To be fair, there is a silver lining for IndusInd Bank. (Mint )
To be fair, there is a silver lining for IndusInd Bank. (Mint )

IndusInd Bank disappoints on asset quality in Q3 as fraud rears its head

  • IndusInd Bank raises provisions due to fresh slippages, to beef up provisioning coverage ratio
  • Lender labels two accounts as fraud, necessitating 100% provisioning against them

Investors didn’t like IndusInd Bank Ltd’s December quarter performance one bit. The angst is evident in the nearly 4% fall in the stock on Tuesday in reaction to the lender’s quarterly results.

Net profit missed Street estimates but this was the least of the worries. The reasons behind this profit miss was an increase in provisioning, which was acceptable as the lender bought more protection from potential risks by shoring up its provisions for stressed assets. With accelerated provisioning, the private sector bank beefed up its provision coverage ratio to 53%.

Graphic by Satish Kumar/Mint
Graphic by Satish Kumar/Mint


But that is one part. Increase in provisions was inevitable for IndusInd Bank as its slippages surged. Fresh slippages doubled from last year and are up 76% from the second quarter. “Operating environment is as tough as it gets," said Romesh Sobti, managing director and CEO.

Even these were more or less expected by analysts. The highlight of the bank’s asset quality metrics was the fact that it has labelled two accounts as fraud. According to CNBC-TV18, the two fraud accounts are Dewan Housing Finance Corp. Ltd (DHFL), and Cox and Kings. This has repercussions not only for IndusInd Bank but also for other lenders that have exposure to these two accounts.

Particularly in the case of DHFL, the fraud label is a big blow as banks recently decided to help the firm resume its lending operations.
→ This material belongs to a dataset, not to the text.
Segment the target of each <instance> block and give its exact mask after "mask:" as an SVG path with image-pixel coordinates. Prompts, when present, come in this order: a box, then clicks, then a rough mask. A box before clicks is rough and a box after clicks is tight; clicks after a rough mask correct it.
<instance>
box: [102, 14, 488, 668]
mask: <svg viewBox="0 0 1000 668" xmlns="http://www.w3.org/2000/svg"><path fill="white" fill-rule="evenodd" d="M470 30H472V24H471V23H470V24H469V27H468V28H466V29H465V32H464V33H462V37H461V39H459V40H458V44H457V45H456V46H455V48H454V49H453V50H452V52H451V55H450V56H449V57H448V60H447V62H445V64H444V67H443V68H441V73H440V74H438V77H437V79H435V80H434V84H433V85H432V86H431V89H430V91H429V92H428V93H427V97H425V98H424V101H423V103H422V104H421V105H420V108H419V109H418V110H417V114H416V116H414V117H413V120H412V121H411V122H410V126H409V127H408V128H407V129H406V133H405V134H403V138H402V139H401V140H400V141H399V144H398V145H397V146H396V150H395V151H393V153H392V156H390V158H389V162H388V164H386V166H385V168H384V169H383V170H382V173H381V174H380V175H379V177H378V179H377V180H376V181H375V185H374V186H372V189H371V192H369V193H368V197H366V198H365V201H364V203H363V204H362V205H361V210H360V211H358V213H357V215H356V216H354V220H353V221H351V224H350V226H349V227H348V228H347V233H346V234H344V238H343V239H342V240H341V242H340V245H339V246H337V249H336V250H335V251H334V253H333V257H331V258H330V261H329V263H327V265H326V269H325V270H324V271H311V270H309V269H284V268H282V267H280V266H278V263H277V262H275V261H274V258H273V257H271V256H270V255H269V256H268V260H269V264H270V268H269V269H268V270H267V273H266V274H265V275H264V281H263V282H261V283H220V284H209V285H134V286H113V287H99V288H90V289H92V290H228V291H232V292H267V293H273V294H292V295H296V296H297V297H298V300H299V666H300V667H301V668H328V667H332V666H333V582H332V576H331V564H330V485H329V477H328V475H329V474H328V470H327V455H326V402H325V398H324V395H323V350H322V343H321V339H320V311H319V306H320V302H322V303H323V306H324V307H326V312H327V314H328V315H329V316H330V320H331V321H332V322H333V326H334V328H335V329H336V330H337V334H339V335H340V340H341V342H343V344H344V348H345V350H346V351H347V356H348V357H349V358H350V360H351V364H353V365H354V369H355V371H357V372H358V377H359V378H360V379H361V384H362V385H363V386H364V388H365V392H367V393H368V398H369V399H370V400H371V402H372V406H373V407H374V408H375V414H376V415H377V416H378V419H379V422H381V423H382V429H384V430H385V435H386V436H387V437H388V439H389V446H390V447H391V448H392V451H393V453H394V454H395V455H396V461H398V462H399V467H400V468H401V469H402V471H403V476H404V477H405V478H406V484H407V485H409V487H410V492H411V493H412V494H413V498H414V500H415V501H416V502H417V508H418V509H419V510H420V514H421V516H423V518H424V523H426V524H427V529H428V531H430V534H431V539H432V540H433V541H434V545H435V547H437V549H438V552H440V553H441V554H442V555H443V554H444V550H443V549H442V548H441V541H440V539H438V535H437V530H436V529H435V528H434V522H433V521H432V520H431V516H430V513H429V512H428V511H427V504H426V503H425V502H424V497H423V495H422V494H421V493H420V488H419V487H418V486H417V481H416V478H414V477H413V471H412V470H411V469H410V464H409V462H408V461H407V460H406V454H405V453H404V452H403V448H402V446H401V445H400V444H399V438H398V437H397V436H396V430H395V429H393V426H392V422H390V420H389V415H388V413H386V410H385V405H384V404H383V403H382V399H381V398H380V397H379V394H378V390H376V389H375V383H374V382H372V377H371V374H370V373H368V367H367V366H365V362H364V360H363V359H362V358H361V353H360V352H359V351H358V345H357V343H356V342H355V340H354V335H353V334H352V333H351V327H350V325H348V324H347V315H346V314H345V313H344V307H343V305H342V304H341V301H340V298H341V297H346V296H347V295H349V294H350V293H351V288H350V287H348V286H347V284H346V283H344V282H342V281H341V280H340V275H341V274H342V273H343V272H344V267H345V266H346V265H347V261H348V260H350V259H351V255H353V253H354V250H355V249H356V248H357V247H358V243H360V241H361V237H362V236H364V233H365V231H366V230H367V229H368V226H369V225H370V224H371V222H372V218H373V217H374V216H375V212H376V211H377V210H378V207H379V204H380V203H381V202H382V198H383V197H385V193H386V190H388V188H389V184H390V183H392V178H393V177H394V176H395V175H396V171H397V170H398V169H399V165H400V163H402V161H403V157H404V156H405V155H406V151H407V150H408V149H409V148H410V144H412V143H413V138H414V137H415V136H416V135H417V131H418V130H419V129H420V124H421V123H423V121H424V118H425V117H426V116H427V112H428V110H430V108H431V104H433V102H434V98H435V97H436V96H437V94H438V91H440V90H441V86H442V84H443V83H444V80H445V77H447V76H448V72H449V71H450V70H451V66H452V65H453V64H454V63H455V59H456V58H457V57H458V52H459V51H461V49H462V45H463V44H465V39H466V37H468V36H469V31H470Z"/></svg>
Also, lenders have been pushing for a resolution with little success so far.

There is trouble elsewhere too for IndusInd Bank. Slippages from its otherwise-stable consumer loan book also increased. Analysts at Edelweiss Financial Services Ltd noted that the slippage rate for the consumer loan portfolio rose to 2.5% from 2.1% a year ago.

To be fair, there is a silver lining for IndusInd Bank. Its core income grew by 34% from a year ago, which is healthy. But the comfort comes from the fact that the lender’s valuations have been beaten down over the last one year. According to analysts, valuations reflect the bank’s stress levels.

The IndusInd Bank stock has underperformed the broad market. After a 17% fall since the beginning of FY20, the stock trades at a modest multiple of a little over two times its estimated book value for FY21.

Recall that the lender had made a presentation highlighting its strategy for growth a few weeks ago. In a report following the meet, analysts at Nomura Financial Advisory and Securities (India) Pvt. Ltd said that although the corporate asset quality could be under pressure in the short term, the bank’s loan book is well-diversified.

That said, a management transition will weigh on sentiment for the IndusInd Bank stock as Sobti is set to retire next month. While Sobti has assured succession will be smooth, investors will watch for any changes in strategy from the new chief.